Куры, утки и голуби отлично знали этот ларь и окружили его – кто кудахтая, кто крякая, кто воркуя.
Я приподнял крышку ларя и придержал ее головой, что позволило нам обоим набрать полные пригоршни зерна.
Затем я опустил крышку.
Помните ли Вы, дорогой мой Петрус, очаровательную гравюру по одной французской картине с названием «Маленькая фермерша»?[223]
На ней изображена хорошенькая молоденькая девушка, окруженная целым пернатым миром, который ожидает кормежку.
Дженни являла собой оригинал этой картины.
Куры пытались взлететь, чтобы достичь ее рук; голуби садились ей на плечи; утки неловко приподнимались на лапах, хлопая крыльями.
Я отступил в сторонку, чтобы как можно лучше видеть королеву пернатого царства, и, хотя в моих руках тоже было предостаточно зерна, ни один из подданных Дженни не покинул свою владычицу, чтобы получить корм от меня.

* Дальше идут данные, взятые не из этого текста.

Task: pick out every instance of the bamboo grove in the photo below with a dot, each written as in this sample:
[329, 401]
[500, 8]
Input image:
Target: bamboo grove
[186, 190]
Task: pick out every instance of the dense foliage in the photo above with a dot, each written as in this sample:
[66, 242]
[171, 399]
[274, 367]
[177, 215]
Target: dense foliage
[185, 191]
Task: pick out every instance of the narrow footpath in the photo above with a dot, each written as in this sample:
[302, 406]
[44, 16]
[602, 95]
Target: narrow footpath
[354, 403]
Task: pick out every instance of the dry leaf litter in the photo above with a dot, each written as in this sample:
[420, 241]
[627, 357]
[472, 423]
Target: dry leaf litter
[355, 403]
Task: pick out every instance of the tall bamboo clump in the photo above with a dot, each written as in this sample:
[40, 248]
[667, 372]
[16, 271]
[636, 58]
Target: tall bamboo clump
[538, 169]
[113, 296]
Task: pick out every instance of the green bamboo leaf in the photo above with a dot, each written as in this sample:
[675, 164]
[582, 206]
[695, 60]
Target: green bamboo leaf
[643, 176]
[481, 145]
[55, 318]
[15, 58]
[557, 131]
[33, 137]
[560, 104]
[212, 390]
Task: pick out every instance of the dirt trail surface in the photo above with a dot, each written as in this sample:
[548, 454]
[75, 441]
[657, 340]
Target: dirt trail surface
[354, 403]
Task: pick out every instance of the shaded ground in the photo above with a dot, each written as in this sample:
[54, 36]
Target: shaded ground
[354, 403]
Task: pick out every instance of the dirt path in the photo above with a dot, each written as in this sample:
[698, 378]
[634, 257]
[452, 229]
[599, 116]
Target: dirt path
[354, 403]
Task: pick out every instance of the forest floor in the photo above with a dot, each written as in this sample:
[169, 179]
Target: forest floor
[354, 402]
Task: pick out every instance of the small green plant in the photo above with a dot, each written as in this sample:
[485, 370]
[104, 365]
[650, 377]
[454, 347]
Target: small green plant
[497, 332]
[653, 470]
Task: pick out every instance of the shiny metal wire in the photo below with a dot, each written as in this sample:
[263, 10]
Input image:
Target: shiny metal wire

– Видите, дорогая соседка, – заметил я, – вы были несправедливы по отношению к этим скромным существам.
– Подождите-ка, – отозвалась она. И высыпала на землю зерно.
Все крылатое содружество набросилось на корм, и он исчез в одно мгновение.
Затем все птицы остались на месте и, грустно поворачивая поднятые кверху головки и помаргивая, внимательно смотрели, не даст ли им еще чего-нибудь маленькая фермерша.
– А теперь ваша очередь, – сказала она.
Я в свою очередь голосом и жестами позвал кур, уток и голубей.
Увидев вокруг меня дождь сыплющегося зерна, весь птичий двор покинул свою владычицу, чтобы приветствовать своего короля, и только один красивый белый голубь, оставшийся на плече девушки, ласкал ее розовые губки своим розовым клювом и, казалось, не нуждался ни в какой другой пище, кроме взаимных поцелуев.
– Что ж, вы видите, Дженни, – заметил я, – что есть еще в этом мире верные сердца!
– Да, – улыбаясь, подтвердила она, – быть может, одно из пятидесяти.
– И что, – спросил я, – это много или, точнее, этого достаточно?
Не ответив, она взяла голубя обеими руками, поцеловала его и подбросила в воздух.
Но он, вместо того чтобы вернуться в голубятню, куда, казалось, его направляли, несколько секунд кругами летал над Дженни и снова сел на ее плечо.
Даже изгнанный хозяйкой, он не захотел ее покинуть.
– Вот вам доказательство, Дженни, – сказал я с улыбкой, – есть не только верные сердца, но и сердца преданные.
Пес все еще лаял от радости и рвался на цепи к хозяйке.
– Не слишком задерживайте ваш визит к несчастному пленнику, – посоветовал я девушке. – Иначе вы много потеряете в его глазах.
Мы подошли к конуре со всем кортежем кур и уток, не отстававших от нас ни на шаг.
– Это Фидель, – представила собаку Дженни. – В качестве нашего соседа вы должны с ним познакомиться. Освободите его сами, чтобы это знакомство с вашей стороны началось оказанной услугой, а с его – благодарностью.
Я отвязал Фиделя, и он стал весело прыгать среди кур, уток и голубей, нимало не заботясь о том, чтобы кто-нибудь не попал под его лапы.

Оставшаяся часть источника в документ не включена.